Monitoring his nutrition and workout patterns has helped the coaching staff get the most out of Hughes. Papadatos took over the head coach spot after Hughes’ freshman year, and immediately Hughes went from registering just two falls as a freshman to 10 as a sophomore in 2014-15. Physical practices, led by Papadatos and assistants Dan Vallimont and Jake Patacsil, have led to better results.
“Buying into a new system in my second year really helped me improve,” Hughes said. “Every coach has something they bring to the table, whether it’s my game on top or on neutral. Every day in practice we do hand fighting and lately that intensity has really translated well in matches.”

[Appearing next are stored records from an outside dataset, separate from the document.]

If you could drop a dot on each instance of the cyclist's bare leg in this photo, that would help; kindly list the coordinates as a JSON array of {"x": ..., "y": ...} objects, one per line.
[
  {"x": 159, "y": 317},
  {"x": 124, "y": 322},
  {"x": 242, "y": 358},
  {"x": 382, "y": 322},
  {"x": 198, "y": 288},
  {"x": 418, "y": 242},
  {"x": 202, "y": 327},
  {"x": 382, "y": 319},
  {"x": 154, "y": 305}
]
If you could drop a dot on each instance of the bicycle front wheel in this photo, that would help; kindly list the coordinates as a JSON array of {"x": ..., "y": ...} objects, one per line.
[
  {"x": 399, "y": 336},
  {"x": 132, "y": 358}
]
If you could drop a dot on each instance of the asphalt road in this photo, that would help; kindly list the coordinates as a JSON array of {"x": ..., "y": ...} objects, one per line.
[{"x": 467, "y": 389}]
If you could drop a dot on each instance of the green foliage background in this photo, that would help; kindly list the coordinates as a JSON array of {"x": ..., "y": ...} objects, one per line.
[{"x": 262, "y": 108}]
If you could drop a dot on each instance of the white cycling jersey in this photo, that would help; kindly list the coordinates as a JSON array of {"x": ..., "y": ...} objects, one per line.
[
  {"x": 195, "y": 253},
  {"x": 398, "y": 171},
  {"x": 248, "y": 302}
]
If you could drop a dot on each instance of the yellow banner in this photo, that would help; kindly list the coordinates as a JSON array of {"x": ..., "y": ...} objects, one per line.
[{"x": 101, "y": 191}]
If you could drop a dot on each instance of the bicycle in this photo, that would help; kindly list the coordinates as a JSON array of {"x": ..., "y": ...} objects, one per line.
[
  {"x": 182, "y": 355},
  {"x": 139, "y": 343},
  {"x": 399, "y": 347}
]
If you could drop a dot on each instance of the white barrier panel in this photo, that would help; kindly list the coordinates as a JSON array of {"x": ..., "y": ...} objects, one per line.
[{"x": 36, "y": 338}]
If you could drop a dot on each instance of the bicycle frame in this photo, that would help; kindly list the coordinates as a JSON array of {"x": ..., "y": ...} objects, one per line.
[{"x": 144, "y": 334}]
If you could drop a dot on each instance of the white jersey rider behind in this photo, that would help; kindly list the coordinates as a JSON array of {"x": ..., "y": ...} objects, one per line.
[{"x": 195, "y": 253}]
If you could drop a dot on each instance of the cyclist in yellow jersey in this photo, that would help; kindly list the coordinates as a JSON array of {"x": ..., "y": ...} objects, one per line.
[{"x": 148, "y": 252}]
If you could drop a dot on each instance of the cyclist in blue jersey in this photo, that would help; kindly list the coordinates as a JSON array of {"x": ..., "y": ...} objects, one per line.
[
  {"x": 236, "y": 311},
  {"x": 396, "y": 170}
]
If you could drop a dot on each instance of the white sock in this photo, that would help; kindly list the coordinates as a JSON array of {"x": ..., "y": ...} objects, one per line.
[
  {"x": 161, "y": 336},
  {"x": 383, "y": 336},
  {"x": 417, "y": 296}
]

Hughes earned a reputation for tenacity while recovering from a torn ACL in his left knee suffered during his sophomore season in high school. He then had to recover from a torn meniscus before his senior season. But Hughes ended his high school career by going 42-0 with 31 pins for Smithtown West and was a finalist for the National High School Coaches Association Senior Award.
“Since I rehabbed the one area over and over, I came back stronger than what I was before,” Hughes said. “I haven’t had any issues since and I feel stronger than I ever have. It forced me to push myself because I didn’t want to stop wrestling.”
The biggest issue both his high school and college coaches have faced with Hughes is finding suitable practice partners. In high school, Hughes would go up against wrestlers with college experience and even an ex-Marine who was invited by his coach. Hofstra’s staff has gone to similar lengths to improve his practice time, having Hofstra members work in pairs against him. Sometimes sophomore Michael Oxley, who wrestles at 197, draws the unenviable task of going up against someone who has 80 pounds on him.
“The hardest thing is giving him the strength that he’ll oppose with other heavyweights since they are bigger than I am, but I try to give as much of my weight as possible for him to carry to help simulate what he’ll see on a match day. I like to stay in his face and keep battling and applying pressure,” Oxley said. “It helps me because when I wrestle a 280-pounder in practice, going up against a 197 guy makes it easier to move around.”
Oxley shared Papadatos’ sentiment that Hughes can compete for the sport’s highest honors, including an All-America bid.
“He never lets up and he never gives opponents time to breathe, and that’s something a lot of heavyweights don’t do,” Oxley said. “The amount of stalling calls he draws is incredible. Every match he draws it because guys keep backing off the mat. He has the potential and work ethic to get to where he wants to be. He just has to go out there and do it now.”
Oxley said Hughes is a leader but doesn’t employ an in-your-face style. But with the season hitting the stretch drive – the EIWA championships are March 5-6 and the national championships, which are being hosted by Hofstra, will be held at Madison Square Garden from March 17-19 – Hughes will look to lead a charge that can propel both himself and his team to glory.
“He definitely leads by example,” Papadatos said. “He’s respectful; he’s kind – sometimes too kind. But he’s starting to get meaner on the mat. He’s the one person who is invited in every clique. I don’t know one person who has a bad thing to say about him. You would never know he’s more successful this year than he was as a freshman.”
Hofstra will resume EIWA action on Sunday against Drexel with a 4:30 p.m. match at the David S. Mack Sports and Exhibition Complex.